Covidien and VNUS Medical Technologies, Inc. today announced that Covidien has reached a definitive agreement to acquire VNUS, a developer of medical devices for minimally invasive treatment of venous reflux disease.
VNUS had 2008 revenues of $101 million and is based in San Jose, CA. The Boards of Directors of both companies have unanimously approved the transaction, pursuant to which a wholly owned subsidiary of Covidien will pay $29.00 in cash per VNUS share for a total of approximately $440 million, net of cash acquired. The transaction, which will take the form of an all cash tender offer followed by a second-step merger, is subject to customary closing conditions, including receipt of certain regulatory approvals, and is expected to be completed by June 30, 2009.
Venous reflux disease is an underlying cause of varicose veins that can result in symptoms including leg pain, swelling, fatigue and skin ulcers. VNUS’s proprietary products include the VNUS Closure® system, which employs a disposable radiofrequency catheter that controllably heats and closes diseased veins.

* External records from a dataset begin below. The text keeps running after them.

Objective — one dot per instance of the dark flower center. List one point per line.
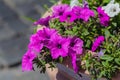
(59, 46)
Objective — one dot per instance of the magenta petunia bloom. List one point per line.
(47, 35)
(43, 21)
(97, 42)
(75, 48)
(86, 13)
(27, 59)
(68, 16)
(59, 10)
(74, 62)
(59, 47)
(35, 43)
(104, 18)
(85, 4)
(76, 45)
(83, 13)
(101, 53)
(77, 11)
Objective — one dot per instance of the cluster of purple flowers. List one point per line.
(59, 47)
(65, 13)
(97, 42)
(104, 18)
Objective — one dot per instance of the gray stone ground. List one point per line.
(15, 30)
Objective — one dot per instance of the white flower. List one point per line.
(112, 9)
(74, 3)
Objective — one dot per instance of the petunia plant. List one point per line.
(87, 31)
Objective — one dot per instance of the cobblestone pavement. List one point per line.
(14, 36)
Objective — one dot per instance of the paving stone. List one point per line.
(5, 31)
(28, 7)
(16, 24)
(17, 74)
(13, 50)
(5, 10)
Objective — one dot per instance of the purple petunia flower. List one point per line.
(77, 11)
(60, 9)
(101, 53)
(74, 63)
(35, 43)
(27, 59)
(85, 4)
(59, 47)
(47, 35)
(83, 13)
(97, 42)
(68, 16)
(43, 21)
(104, 18)
(86, 13)
(75, 48)
(76, 45)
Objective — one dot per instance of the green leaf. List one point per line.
(107, 58)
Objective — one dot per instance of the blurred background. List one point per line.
(15, 30)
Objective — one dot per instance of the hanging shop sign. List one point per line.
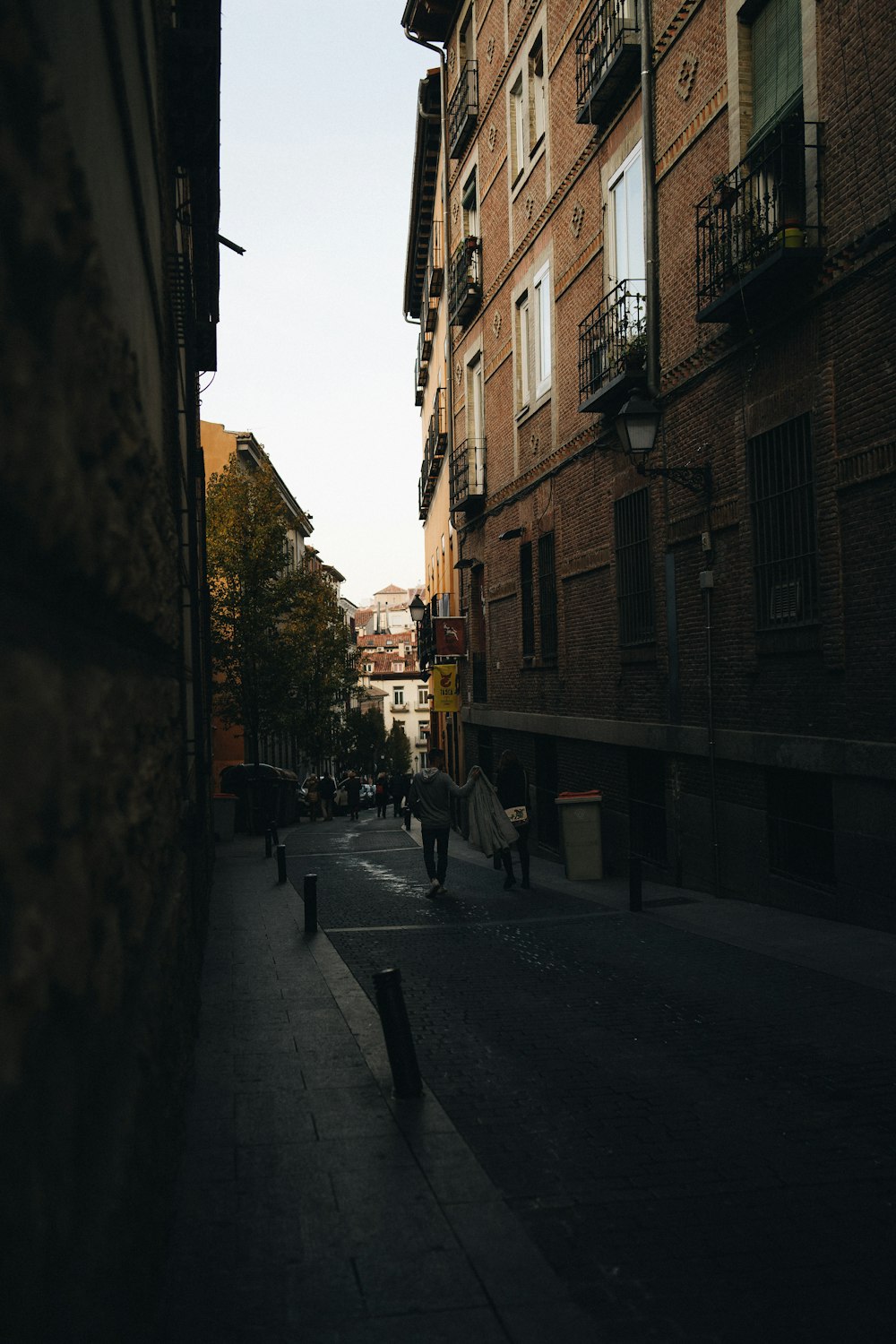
(446, 693)
(450, 636)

In a randomized clinical trial, the system was proven to be as effective as vein stripping, an open surgical procedure that has been the historical standard for treatment for venous reflux disease, but with fewer side effects and faster recovery.
“The acquisition of VNUS will allow Covidien to expand its presence in the vascular market and is in line with our strategy of becoming a leading partner with vascular surgeons and interventional radiologists,” said Joe Almeida, President, Medical Devices, Covidien. “The VNUS product line will be an important addition to our innovative portfolio of vascular intervention products.”
“By joining Covidien, VNUS gains access to extended global resources to further drive the growth of VNUS products around the world,” said Brian Farley, President and Chief Executive Officer, VNUS. “To date, approximately 500,000 patients suffering from painful varicose veins and venous reflux have been treated with the VNUS Closure catheter, and we look forward to seeing this transaction facilitate expanding the access to this beneficial therapy for many more patients.”
Assuming a second calendar quarter closing, Covidien expects this transaction to dilute fiscal 2009 GAAP earnings per share, primarily due to a one-time charge for in-process research and development (IPR&D). On a non-GAAP basis, excluding IPR&D, the transaction is expected to be slightly dilutive to 2009 earnings per share; however, the underlying strength of Covidien’s existing businesses is expected to offset this dilution. As a result, Covidien does not anticipate this transaction will have a material impact on its fiscal 2009 sales or operating margin outlook.
Once the transaction has been completed, Covidien will report the VNUS business as part of its Vascular product line in the Medical Devices segment.